Dr Jason Carter publishes ‘Plutarch’s Epicurean Justification of Religious Belief’

Dr Jason Carter, Michael Cohen Fellow and Lecturer in Ancient Philosophy at Exeter College, has published a paper on Plutarch in the Journal of the History of Philosophy. The paper, ‘Plutarch’s Epicurean Justification of Religious Belief’, was published in issue 56, number 3, in July and is available to read online here.

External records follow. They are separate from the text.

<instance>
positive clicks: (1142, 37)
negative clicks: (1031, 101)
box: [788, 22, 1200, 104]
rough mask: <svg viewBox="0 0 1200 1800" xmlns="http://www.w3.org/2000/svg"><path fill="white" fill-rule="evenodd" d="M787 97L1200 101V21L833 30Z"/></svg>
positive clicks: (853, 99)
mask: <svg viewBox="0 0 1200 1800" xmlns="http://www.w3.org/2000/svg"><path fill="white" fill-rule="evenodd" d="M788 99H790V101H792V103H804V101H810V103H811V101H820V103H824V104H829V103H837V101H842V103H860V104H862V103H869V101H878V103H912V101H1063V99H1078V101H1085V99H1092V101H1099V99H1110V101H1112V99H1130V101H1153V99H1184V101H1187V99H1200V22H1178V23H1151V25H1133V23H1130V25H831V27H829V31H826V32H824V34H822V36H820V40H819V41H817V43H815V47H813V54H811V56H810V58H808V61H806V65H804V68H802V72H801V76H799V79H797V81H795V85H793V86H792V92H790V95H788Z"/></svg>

In his abstract of the paper, Dr Carter writes: ‘In his dialogue, Non posse suaviter vivi secundum Epicurum, Plutarch of Chaeronea criticizes Epicurus for not believing that the gods are provident over human affairs and for not believing that our souls survive death. However, Plutarch’s arguments are striking in that they do not offer any theoretical justification for believing either of these religious claims to be true; rather, they aim to establish that we are practically justified in adopting them if we follow Epicurus’s rule that the goal of belief is not truth in its own right, but mental tranquility. I argue that this form of argument assumes a novel justificatory theory of religious belief, based in Epicurean thought, that I call “strong doxastic hedonism.”‘

Dr Carter’s tenure as Michael Cohen Fellow and Lecturer in Ancient Philosophy will shortly come to an end. He will take up a teaching fellowship in Philosophy at the University of Edinburgh in January of 2019. We wish him all the best.